The Ideal Gas Law is a fundamental equation in chemistry, expressed as \( PV = nRT \). It relates the pressure \( P \), volume \( V \), temperature \( T \), and amount in moles \( n \) of an ideal gas through the gas constant \( R \). This equation is helpful in predicting and understanding the behavior of gases under different conditions.
In this scenario, we first used the Ideal Gas Law to calculate the initial moles of \( \mathrm{F}_2 \) and \( \mathrm{Xe} \). At room temperature (298 K) and a fixed volume of 1.0 litre, the pressure readings of each gas enabled us to solve for \( n \), the moles present.

• For \( \mathrm{F}_2 \), with a pressure of 8 atm, the calculation was \( n_{\mathrm{F}_2} = \frac{8 \times 1.0}{0.0821 \times 298} \).
• For \( \mathrm{Xe} \), with a pressure of 1.7 atm, the calculation was \( n_{\mathrm{Xe}} = \frac{1.7 \times 1.0}{0.0821 \times 298} \).

This calculation set up our understanding of the initial conditions before the chemical reaction took place.

Xenon fluorides are known for their intriguing chemical properties. In this problem, the xenon gas reacts entirely to form a xenon-fluoride compound, a solid product. Notably, fluorine is one of the few elements that can bond with xenon to form stable compounds.
Common xenon-fluorine compounds include \( \text{XeF}_2 \), \( \text{XeF}_4 \), and \( \text{XeF}_6 \). Each of these compounds possesses a distinct structure and stoichiometry:

• \( \text{XeF}_2 \) — linear shape, formed with 2 fluorine atoms.
• \( \text{XeF}_4 \) — square planar shape, formed with 4 fluorine atoms.
• \( \text{XeF}_6 \) — octahedral shape, formed with 6 fluorine atoms.
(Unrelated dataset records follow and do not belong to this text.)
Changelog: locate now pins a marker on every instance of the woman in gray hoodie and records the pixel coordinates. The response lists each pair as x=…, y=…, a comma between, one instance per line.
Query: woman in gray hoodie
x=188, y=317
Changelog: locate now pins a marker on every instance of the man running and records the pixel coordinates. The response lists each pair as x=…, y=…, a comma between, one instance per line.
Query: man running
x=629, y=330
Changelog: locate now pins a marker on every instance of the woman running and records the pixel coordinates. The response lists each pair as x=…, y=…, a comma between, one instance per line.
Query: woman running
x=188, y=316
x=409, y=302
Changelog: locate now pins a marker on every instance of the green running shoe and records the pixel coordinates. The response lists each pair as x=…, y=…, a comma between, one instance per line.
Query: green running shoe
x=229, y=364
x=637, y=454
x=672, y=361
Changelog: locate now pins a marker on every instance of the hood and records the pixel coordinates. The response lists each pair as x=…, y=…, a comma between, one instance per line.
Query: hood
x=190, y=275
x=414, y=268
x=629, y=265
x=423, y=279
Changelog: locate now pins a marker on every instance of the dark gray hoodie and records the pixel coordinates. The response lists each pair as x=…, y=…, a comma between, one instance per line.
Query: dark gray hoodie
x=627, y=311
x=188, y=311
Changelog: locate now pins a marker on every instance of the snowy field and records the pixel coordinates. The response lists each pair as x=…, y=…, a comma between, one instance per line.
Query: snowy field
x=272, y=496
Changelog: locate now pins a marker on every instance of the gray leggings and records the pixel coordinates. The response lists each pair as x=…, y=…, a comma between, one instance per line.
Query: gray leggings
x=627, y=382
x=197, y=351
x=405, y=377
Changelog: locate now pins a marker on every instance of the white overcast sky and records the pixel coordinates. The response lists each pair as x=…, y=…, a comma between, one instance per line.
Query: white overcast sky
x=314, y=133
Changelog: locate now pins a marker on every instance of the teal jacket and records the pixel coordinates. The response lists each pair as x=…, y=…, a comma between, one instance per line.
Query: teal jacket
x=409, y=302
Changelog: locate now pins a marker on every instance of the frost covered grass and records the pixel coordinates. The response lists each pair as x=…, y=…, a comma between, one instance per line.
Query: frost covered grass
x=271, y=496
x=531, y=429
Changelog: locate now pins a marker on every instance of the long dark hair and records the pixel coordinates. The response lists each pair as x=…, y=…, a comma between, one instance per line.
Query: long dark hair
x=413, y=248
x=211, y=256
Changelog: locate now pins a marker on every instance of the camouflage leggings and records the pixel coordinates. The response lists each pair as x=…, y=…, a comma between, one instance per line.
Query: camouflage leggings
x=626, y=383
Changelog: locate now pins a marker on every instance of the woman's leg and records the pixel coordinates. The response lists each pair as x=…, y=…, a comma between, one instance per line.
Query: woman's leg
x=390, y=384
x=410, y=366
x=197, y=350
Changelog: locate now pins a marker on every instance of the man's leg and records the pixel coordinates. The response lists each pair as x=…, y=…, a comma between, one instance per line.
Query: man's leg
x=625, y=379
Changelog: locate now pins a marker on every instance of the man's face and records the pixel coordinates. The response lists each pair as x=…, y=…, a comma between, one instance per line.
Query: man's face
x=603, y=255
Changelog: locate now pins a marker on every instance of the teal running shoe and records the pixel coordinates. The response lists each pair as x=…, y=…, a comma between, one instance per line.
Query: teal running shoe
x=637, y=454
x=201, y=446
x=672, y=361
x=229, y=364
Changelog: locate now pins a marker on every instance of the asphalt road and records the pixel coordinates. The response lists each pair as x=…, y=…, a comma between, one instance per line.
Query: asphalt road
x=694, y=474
Our task is to determine which compound is formed based on the stoichiometry of the reaction with the consumed \( \mathrm{F}_2 \). Knowing the stoichiometry helps us propose the correct formula and comprehend the nature of bonding and molecule formation in xenon compounds.

Calculating the number of moles is pivotal to understanding chemical reactions. Moles indicate the quantity of substances present and are used in conjunction with the Ideal Gas Law. In the exercise, moles calculation helped determine the amount of \( \mathrm{F}_2 \) consumed and how much \( \mathrm{Xe} \) participated in the reaction.
Initially, we calculated the moles of \( \mathrm{F}_2 \) and \( \mathrm{Xe} \) using their respective pressures at 298 K. After the reaction, we needed to find how much \( \mathrm{F}_2 \) was left. The remaining pressure of \( \mathrm{F}_2 \) was 4.6 atm, thus:
\( n'_{\mathrm{F}_2} = \frac{4.6 \times 1.0}{0.0821 \times 298} \)
By comparing initial and remaining moles of \( \mathrm{F}_2 \), we were able to calculate the moles that were reacted. This informs us about the number of fluorine atoms that bonded with xenon, clearly showing the importance of moles in chemical analyzation.

In chemical reaction analysis, we figure out how reactants are converted to products, and importantly, in what proportions. Stoichiometry involves establishing molar ratios, which are core to writing balanced chemical equations.
During the reaction, \( \mathrm{Xe} \) and \( \mathrm{F}_2 \) combined to form a xenon-fluoride compound. By analyzing the difference between initial and remaining amounts of \( \mathrm{F}_2 \), we found the moles consumed.
The moles of \( \mathrm{Xe} \) are equal to \( n_{\mathrm{Xe}} \). The ratio \( \frac{n_{\mathrm{F}_2, consumed}}{n_{\mathrm{Xe}}} \) indicates the number of fluorine atoms reacting per xenon atom. If the ratio approximated 2, 4, or 6, the compound formed would be \( \mathrm{XeF}_2 \), \( \mathrm{XeF}_4 \), or \( \mathrm{XeF}_6 \). Understanding and analyzing this ratio is key to identifying the newly formed xenon-fluoride compound.